A couple of readers kindly emailed us some fresh photos of our latest pet peeve, the abomination at 45 Third Place in Carroll Gardens. The pictures (two more of which are on the jump) speak for themselves.
Carroll Gardens “Bastardization” Hits Market [Brownstoner] GMAP
Carroll Gardens Atrocity [Brownstoner]
Top photo by James Di Liberto; bottom two photos by Jackie Ruvolo.
This THING should be taken down. What a disaster!!
how sad
A perfect example of appropriately combining modern and old exteriors exist on the corner of South Portland and Hanson in Fort Greene. Stoner, you know the house on talking about, right? That building rocks!
You’re right samandjoeshow- and I’m not a big fan of that sort of thing, but it works they way the Bklyn Museum grand Staircase works.
I thought the CG building looks like a T. Rex mounting a woolley mammoth. Impossible then, impossible now.
Wait until they cover the cinder block with aluminum siding…then we will have gone full circle.
Looks like a poor attempt at copying Winka Dubbledam’s Greenwich street project.
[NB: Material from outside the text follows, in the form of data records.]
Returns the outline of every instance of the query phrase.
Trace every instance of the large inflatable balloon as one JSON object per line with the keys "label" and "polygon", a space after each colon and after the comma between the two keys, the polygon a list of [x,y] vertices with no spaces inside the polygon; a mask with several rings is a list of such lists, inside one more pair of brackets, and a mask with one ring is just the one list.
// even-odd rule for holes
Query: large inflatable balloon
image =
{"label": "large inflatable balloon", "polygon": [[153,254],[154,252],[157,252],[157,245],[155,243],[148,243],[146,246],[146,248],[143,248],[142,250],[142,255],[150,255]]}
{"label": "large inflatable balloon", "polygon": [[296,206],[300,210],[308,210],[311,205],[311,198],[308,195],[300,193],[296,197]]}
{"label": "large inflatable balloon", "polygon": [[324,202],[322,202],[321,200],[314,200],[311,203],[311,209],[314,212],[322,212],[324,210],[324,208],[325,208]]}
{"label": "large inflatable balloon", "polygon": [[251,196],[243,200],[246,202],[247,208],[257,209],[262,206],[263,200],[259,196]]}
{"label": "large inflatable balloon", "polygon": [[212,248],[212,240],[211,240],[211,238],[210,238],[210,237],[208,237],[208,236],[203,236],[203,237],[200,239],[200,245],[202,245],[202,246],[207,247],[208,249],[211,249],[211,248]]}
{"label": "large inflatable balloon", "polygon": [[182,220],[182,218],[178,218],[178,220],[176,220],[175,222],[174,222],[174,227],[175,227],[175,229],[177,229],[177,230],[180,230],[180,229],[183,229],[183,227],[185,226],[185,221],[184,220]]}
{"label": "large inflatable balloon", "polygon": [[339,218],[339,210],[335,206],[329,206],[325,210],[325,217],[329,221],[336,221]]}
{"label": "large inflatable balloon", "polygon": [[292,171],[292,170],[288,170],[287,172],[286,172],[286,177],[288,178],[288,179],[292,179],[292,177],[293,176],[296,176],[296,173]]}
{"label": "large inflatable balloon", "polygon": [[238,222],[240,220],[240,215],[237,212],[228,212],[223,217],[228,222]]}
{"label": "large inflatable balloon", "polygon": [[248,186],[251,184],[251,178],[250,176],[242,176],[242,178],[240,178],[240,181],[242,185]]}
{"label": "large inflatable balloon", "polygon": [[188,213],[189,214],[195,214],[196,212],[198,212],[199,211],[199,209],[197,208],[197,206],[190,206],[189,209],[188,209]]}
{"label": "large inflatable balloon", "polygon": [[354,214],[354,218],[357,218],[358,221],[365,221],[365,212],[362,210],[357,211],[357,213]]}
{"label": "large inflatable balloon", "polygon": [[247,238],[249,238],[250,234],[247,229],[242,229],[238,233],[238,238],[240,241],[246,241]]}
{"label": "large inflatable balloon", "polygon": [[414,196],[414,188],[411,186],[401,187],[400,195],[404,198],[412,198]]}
Her building also wraps around an older building to max FAR but what makes it work is that her addition is all glass so you have the contrast of modern and old, light material wrapped around the older heavier material.
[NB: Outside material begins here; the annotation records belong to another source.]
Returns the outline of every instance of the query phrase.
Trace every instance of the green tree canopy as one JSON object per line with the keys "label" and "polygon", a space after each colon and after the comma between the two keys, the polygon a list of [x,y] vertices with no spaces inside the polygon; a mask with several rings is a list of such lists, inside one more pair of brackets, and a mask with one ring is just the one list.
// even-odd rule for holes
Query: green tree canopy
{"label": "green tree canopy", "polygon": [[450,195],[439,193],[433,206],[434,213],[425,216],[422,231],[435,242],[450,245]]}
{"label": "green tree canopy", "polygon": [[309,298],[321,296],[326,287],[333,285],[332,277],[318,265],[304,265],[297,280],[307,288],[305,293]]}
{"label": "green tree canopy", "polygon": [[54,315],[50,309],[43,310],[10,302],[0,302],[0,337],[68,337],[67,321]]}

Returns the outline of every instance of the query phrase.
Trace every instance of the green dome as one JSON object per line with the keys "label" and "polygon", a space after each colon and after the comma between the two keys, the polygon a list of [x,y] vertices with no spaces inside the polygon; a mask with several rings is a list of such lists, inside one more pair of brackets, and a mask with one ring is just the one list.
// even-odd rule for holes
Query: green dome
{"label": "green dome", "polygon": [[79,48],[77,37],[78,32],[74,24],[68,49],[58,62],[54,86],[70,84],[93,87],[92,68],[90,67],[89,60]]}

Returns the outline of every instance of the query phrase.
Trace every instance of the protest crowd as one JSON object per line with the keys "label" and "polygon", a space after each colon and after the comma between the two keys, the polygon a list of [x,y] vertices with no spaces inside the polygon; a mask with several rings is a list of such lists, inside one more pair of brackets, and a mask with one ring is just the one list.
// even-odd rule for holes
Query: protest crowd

http://www.nyc-architecture.com/GV/GV-060.htm
“Best of both worlds! Times change, get used to it. I’d much rather live in that than in the original house. It’s tattered.
Most homeowners in Carroll Gardens have ABUSED their homes and they are in hideous condition. Now they want 4 million dollars for them. It’s outrageous.”
Sounds like a broker/owner trying to unload these units. But you cannot argue with ugly. There are many, many ways to make old and new coexist, such that they complement each other, contrast to each other, enliven each other (whatever you want). This, however, isn’t not about old versus new — it’s about clumsy massing. When you compare the fine grain of the existing house with its max-out-the-FAR addition, you see the real “design” here: lazy developer planning meant to squeeze the last dollar out. As if the only thing that matters is raw square footage.
–an architect in Brooklyn
gee i kind of like it.
it’s an architectural mashup.
Please note: Most homeowners in CG have NOT abused their homes…numerous homeowners have (and it galls me), but NOT most. Most have respected their homes for what they are and have maintained them beautifully, and that’s what makes CG most attractive to newbies. I’m a life-long, 50-yr resident of CG, and that Third Place addition is the greatest abuse I’ve seen in the entire neighborhood.